Really nice, and allows you to view by-thread, if required.

----------

## Princess Nell

Sounds like a desktop machine. I have seen kswapd problems only on servers, and most likely along the lines of https://www.centos.org/forums/viewtopic.php?t=29411 (last posting in thread): free memory imbalance on systems with NUMA enabled.

----------

## Buffoon

Have you adjusted swappiness in sysctl.conf.

----------

## XiaoaiX

 *Buffoon wrote:*   

> Have you adjusted swappiness in sysctl.conf.

 

haven't done any thing in sysctl.conf. I don't know what swappiness in sysctl.conf means? Could you explain more?

----------

## XiaoaiX

So, it seems that okular is not good at managing memory. I would change to acroread now.

 *ct85711 wrote:*   

> well, it's sounds like you are eating away all of your memory doing all that (specially on only 8GB without swap).  The common trend I was seeing for this, is just about the same you was doing, about 8GB of ram and no swap, interestingly enough, the easy fix was adding a swap file (kswapd stopped hogging the CPU)...
> 
> Well, best bet to check on memory usage would be firefox (always a hog), though on my system I have one pdf file that makes firefox's worse memory usage look like child's play (in ocular, it usually filled over 12GB of ram easily by it's self).
> 
> The 2 prime things to check, is good old top and free -m

 

----------

## XiaoaiX

But why should kswapd0 use up all the cpu but not share with others? This seem to be a bug. In my opinion, a good way to do this is when the memory is used to about 90% and this kswapd0 be called to clear the memory. It then can share the cpu with others because  the others can use the 10% left without waiting for kswapd0. Why not do like this?

----------

## steveL

 *XiaoaiX wrote:*   

> haven't done any thing in sysctl.conf. I don't know what swappiness in sysctl.conf means? Could you explain more?

 

See this tip

----------

## ct85711

 *Quote:*   

> But why should kswapd0 use up all the cpu but not share with others? This seem to be a bug. In my opinion, a good way to do this is when the memory is used to about 90% and this kswapd0 be called to clear the memory. It then can share the cpu with others because the others can use the 10% left without waiting for kswapd0. Why not do like this?

 

The issue with that, isn't the CPU usage, it's more of kswapd0 isn't finding any memory to clear out, so other stuff can start up/run. Trying to put more water in a tank that is already full does not work out, regardless of all the pushing you are doing.  As it is, your getting close to triggering the kernel's memory killer to forcibly clear out memory (by killing running programs).

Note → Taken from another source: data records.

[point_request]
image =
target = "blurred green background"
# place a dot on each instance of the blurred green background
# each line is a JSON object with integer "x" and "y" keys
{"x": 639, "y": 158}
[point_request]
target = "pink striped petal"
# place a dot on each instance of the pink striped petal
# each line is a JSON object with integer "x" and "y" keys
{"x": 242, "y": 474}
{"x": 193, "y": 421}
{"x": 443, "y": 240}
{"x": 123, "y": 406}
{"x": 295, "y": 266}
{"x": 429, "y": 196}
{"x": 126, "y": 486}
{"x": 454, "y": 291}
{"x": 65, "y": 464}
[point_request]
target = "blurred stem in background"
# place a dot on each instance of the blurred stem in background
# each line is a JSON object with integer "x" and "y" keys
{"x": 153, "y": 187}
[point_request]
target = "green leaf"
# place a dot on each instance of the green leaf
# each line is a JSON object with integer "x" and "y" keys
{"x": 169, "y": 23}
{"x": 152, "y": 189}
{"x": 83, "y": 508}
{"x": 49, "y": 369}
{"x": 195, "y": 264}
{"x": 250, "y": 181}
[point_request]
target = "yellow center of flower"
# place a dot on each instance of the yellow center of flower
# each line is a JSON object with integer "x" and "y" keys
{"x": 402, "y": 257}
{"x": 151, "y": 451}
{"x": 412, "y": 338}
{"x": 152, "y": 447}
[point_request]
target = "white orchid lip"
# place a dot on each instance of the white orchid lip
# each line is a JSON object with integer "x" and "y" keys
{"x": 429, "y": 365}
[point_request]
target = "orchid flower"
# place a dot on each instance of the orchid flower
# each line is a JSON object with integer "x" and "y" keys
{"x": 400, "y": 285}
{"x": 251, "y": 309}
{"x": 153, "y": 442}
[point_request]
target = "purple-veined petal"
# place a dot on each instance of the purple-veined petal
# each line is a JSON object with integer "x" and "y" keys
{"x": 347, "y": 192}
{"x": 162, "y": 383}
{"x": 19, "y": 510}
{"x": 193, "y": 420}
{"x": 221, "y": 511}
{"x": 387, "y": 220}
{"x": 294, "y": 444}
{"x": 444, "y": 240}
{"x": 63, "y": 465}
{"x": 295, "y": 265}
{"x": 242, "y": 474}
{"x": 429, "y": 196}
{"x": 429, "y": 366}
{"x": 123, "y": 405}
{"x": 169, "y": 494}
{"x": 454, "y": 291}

I'm not sure how changing the swappiness is going to do anything, when the OP even stated there is no swap to begin with.  Now, you know you can easily just put a swap file/partition on a USB drive/external drive.

----------

## Buffoon

ct85711

what you said makes sense. I didn't read the OP thoroughly.

XiaoaiX

there is a known memory leak in QT 4.8.7, I know it because I had QT installed for MythTV and it just ate up all my RAM, downgraded to 4.8.6 and the problem went away.

----------

## XiaoaiX

 *Buffoon wrote:*   

> ct85711
> 
> what you said makes sense. I didn't read the OP thoroughly.
> 
> XiaoaiX
> ...

 

I am using QT 4.8.6-r2 not QT 4.8.7.

----------